All of this puts the Gourds in an odd place — a band that millions of people have heard, but maybe a few hundred thousand know. But anyone who got a laugh out of “Gin and Juice” should take another look at this band, and a listen to Heavy Ornamentals. The mid-album track “New Roommate” starts off sounding like a solid, doctrinaire country song, with a shuffling beat, two noodling guitars, and raw-throated vocals by Jimmy Smith, who sounds like Dr. John if he was 30 years younger and ran triathlons. And then the lyrics kick in. “This ain’t no B&B, all the food you ate/ If you wanna get it shipped, man, you know you gotta pay the freight.”
That should clear things up considerably. The Gourds are a fun, “try this out” kind of band, and closer to actual country music than alt-country. They sound like Uncle Tupelo from time to time, but it’s impossible to imagine one of these guys breaking off and getting on the cover of Spin. (Although Gourd Max Johnson did play on Wilco’s first album A.M.)Opening track “Declineometer” is as raucous as an early Dwight Yoakam single, the band shouting “Hey, hey!” throughout the verses until Russell spits out the chorus: “De-clino-meet-UH! De-clino-meet-UH!” The next song, “Burn the Honeysuckle”, is a little slower, but it’s a kick to listen to. It’s based on, of all things, an ascending swing bass line and drum roll. The line from “Pennsylvania 6-5000” to roots music is straighter than any of us thought.
The record is light on ballads, which plays to The Gourds’ strengths. But one ballad, the funeral-tempo “Our Patriarch,” is as good a song this genre has produced in years — up there with the Loretta Lynn comeback, up there with the new Rosanne Cash record. The melody is beautiful, but the lyrics are even more striking. They start with a picture of a dusty “border town” coming together for a funeral — we know where this is going. But we learn the town patriarch has “greasy hands” and “held the golden cage’s key” and will be buried in a coffin he made himself. All interesting, playback-inspiring details in a song another band may have handled more boringly.

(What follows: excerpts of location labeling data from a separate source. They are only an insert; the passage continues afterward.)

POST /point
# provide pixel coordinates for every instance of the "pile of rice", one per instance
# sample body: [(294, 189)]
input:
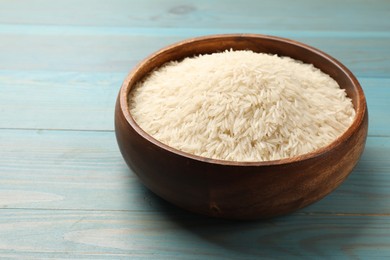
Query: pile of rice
[(241, 106)]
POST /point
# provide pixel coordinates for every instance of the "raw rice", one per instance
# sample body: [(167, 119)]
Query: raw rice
[(241, 106)]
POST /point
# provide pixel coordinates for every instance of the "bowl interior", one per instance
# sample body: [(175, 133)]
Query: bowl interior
[(256, 43)]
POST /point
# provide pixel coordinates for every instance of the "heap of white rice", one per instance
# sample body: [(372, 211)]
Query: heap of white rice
[(241, 106)]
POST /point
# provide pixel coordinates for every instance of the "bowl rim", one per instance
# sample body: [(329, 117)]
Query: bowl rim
[(360, 108)]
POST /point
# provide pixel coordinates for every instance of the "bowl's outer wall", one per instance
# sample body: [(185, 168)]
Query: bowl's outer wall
[(241, 191)]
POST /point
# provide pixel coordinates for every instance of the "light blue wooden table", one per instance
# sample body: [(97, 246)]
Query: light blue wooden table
[(65, 191)]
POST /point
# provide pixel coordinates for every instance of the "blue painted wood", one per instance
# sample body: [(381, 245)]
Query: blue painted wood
[(76, 52), (86, 101), (83, 170), (317, 15), (66, 192), (180, 235)]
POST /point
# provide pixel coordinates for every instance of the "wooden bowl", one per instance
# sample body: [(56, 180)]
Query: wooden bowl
[(241, 190)]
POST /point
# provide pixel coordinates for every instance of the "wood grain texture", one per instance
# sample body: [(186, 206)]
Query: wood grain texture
[(234, 15), (82, 52), (86, 101), (68, 194), (180, 235), (86, 170)]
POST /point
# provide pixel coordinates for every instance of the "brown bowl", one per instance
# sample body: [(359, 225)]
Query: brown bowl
[(241, 190)]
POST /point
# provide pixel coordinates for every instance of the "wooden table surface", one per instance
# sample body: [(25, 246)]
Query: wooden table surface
[(65, 191)]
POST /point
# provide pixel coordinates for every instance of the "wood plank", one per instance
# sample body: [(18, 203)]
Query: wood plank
[(366, 57), (84, 234), (86, 101), (84, 170), (233, 15)]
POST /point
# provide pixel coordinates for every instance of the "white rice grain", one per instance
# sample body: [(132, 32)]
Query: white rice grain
[(241, 106)]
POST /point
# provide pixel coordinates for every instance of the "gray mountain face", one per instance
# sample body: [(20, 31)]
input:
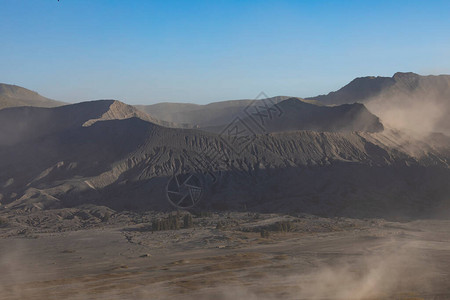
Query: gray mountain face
[(106, 153), (208, 115), (13, 96), (405, 100), (295, 114)]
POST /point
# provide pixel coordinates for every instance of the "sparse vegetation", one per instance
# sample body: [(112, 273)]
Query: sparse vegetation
[(285, 226), (265, 234), (173, 222), (187, 221), (203, 214), (219, 226), (106, 217), (3, 222)]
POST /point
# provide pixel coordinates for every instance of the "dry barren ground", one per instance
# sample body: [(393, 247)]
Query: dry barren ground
[(72, 254)]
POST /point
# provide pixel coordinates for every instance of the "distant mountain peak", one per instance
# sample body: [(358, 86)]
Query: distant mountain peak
[(14, 96)]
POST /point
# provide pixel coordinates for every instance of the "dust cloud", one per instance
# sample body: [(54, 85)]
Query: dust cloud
[(419, 115)]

As good as that song is, this is chiefly a fast-paced, good time album. Some songs work better than others, although you can imagine them all sounding fantastic live (an instrumental, “Stab,” clues us in to the band’s instrumental superpowers). And it wraps up with “Pick & Roll” which — I hope I’m not barred from Austin for saying this — is as lively and catchy as the Archies’ “Sugar Sugar”. It’s tough to say whether this will be The Gourds’ breakout album, but it sure as hell deserves to be.